By LEN WEISER-VARON and BILL KANNEL
Today’s U.S. Supreme Court decision in Commonwealth of Puerto Rico v. Franklin California Tax-Free Trust puts an end to one of Puerto Rico’s multi-pronged efforts to deleverage itself. Given the comprehensiveness of the First Circuit’s intermediate appellate opinion upholding the district court’s invalidation of Puerto Rico’s Recovery Act, it was surprising that the highest court took the case, a decision apparently prompted by Justice Sotomayor’s interest in obtaining a reversal. Comments of some other Justices at oral arguments raised the possibility of Sotomayor attracting a majority for the proposition that the preemption provisions of Section 903 of the U.S. Bankruptcy Code were inapplicable to Puerto Rico, but in the end only Justice Ginsburg joined what turned out to be Sotomayor’s dissenting opinion in a 5-2 ruling upholding the relegation of the Recovery Act to the dustbins of history.

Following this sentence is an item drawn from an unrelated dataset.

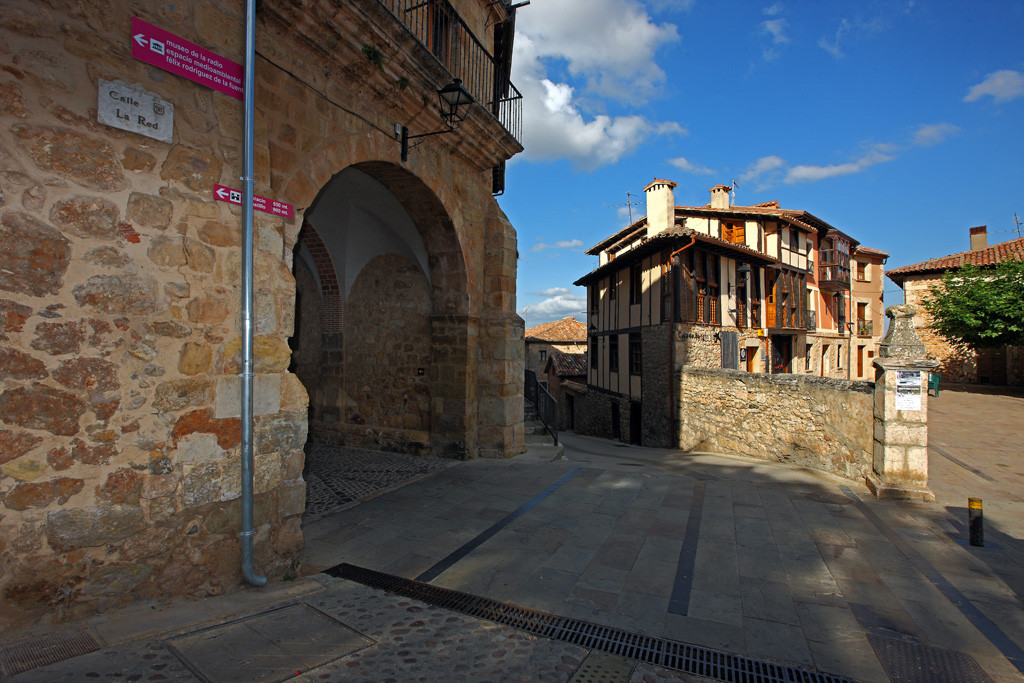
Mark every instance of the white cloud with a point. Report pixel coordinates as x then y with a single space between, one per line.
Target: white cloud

As we have written previously, the Recovery Act was damaged goods from the beginning: even if the fairly clear preemption argument had not prevailed, the Contracts Clause constraints on non-federal bankruptcy legislation would have severely constrained, if not eliminated, the effective use of the Recovery Act to break bond contracts. In any event, the Recovery Act, and the Supreme Court’s decision, were a couple weeks away from being moot, as it appears evident that Congress will pass PROMESA, the federal oversight and debt restructuring legislation that has always constituted the logical legal mechanism for those favoring a less chaotic denouement to Puerto Rico’s debt woes.